Big Sister
Despite resistance, tantrums, sulking and (I'll be honest here) some weak attempts at intellectual terrorism, I ended up watching Celebrity Big Brother. And like everyone else who has been dragged, protesting, into popular culture, I became a helpless gibbering victim. Perhaps it was because I had never seen one of the regular series that I fell so hard, but I promise I don't intend to try watching one.
Like so many activities that have drawn me to their televised fringes - boxing, snooker, poker - it's the underlying stories that pull me in. One night, Doyle Brunson (you don't need to know) won a world championship poker tournament with 10,3. Not fascinated? Well, you wouldn't normally hang onto 10,3. Nor would Doyle Brunson, but he had twice before won a world title with 10,2 (even more unlikely) and he thought he'd got that again. He didn't even check, but he won anyway! That's the kind of story that keeps me from sleep.

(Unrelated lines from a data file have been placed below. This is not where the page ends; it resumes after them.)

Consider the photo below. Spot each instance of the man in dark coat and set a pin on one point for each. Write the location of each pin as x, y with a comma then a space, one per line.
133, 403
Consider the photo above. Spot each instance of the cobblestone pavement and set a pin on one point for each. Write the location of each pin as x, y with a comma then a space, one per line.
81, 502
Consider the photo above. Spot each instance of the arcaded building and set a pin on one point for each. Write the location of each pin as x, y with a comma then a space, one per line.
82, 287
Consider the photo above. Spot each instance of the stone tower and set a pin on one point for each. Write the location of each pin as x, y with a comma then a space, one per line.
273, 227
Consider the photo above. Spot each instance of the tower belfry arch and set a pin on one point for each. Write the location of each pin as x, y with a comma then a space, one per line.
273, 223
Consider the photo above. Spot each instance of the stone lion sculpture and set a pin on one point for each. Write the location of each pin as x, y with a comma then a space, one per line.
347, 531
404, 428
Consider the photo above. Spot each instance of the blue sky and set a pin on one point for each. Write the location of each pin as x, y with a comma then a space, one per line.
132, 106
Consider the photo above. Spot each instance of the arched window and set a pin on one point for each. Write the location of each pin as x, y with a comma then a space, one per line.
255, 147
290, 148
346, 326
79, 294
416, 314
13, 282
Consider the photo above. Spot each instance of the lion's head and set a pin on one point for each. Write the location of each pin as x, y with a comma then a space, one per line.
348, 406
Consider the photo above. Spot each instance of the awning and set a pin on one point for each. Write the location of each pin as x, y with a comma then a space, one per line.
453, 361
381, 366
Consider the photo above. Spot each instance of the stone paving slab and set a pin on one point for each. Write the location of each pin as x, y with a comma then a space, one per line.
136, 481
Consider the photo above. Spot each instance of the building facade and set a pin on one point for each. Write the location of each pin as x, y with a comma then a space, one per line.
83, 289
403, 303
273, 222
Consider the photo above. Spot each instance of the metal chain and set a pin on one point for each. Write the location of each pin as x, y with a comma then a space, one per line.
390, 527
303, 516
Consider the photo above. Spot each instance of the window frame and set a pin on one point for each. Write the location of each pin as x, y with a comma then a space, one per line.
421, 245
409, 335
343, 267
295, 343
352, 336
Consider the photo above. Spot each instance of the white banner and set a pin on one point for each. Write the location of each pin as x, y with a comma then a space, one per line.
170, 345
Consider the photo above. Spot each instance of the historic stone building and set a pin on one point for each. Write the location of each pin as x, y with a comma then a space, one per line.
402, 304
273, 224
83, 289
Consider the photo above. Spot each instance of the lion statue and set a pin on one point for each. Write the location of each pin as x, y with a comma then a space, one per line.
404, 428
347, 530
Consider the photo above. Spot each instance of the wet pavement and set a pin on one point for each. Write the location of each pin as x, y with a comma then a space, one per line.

The thinking point of Big Brother was, for me, even less riveting. A boy from a band that I hadn't previously heard of was saying that although his family were poor, they still had pesto, so he guessed they were really poor middle class. My own family were poor in a way that would sound like a joke to many today. We lived with my Gran until we got a council house and when we did the council had stripped it of every removable thing, including the colour. It was a cream-painted shell. Unable to afford carpets, my Dad painted the floors - blue in the kitchen, brown in the living room and green upstairs. We collected furniture from friends and family, but among my Dad's first purchases (probably on tick from the Co-op) were a bookcase and a radiogram. I think the whole street must have heard the row. My Mum couldn't understand his priorities, but years later I understood the pesto remark. We were poor, but we had a bookcase and a radiogram.
When I got with The Man his son told me that they were all fascinated to see how it would turn out. "You're like complete opposites. You're, well, clever and he's ... Dad." I think The Man is clever, but schoolteachers in his past would queue up to contradict me. His approach to school was to get the cane three times early in the day so that he would be exempt from further punishment and could do what he liked for the day. The only record player story he could remember when I asked was when an auntie of his was going out with a gangster who stomped all over the 78's at a drunken Christmas party.
I think what I loved first about The Man (apart from his body) was that he came from a place I recognised. He didn't think painted floors were a joke or a shocking deprivation. He can tell stories of long dead relatives one-for-one with me and he has a mind for historical detail I've not come across since my Gran died. We have accumulated a huge stack of books and CDs but some differences remain. We eat what is good for us as we were brought up to and although that has changed with science and fashion, he eats his with tomato sauce - and I don't. You see, my family were poor, but we didn't eat ketchup - it's like pesto, but the other way round.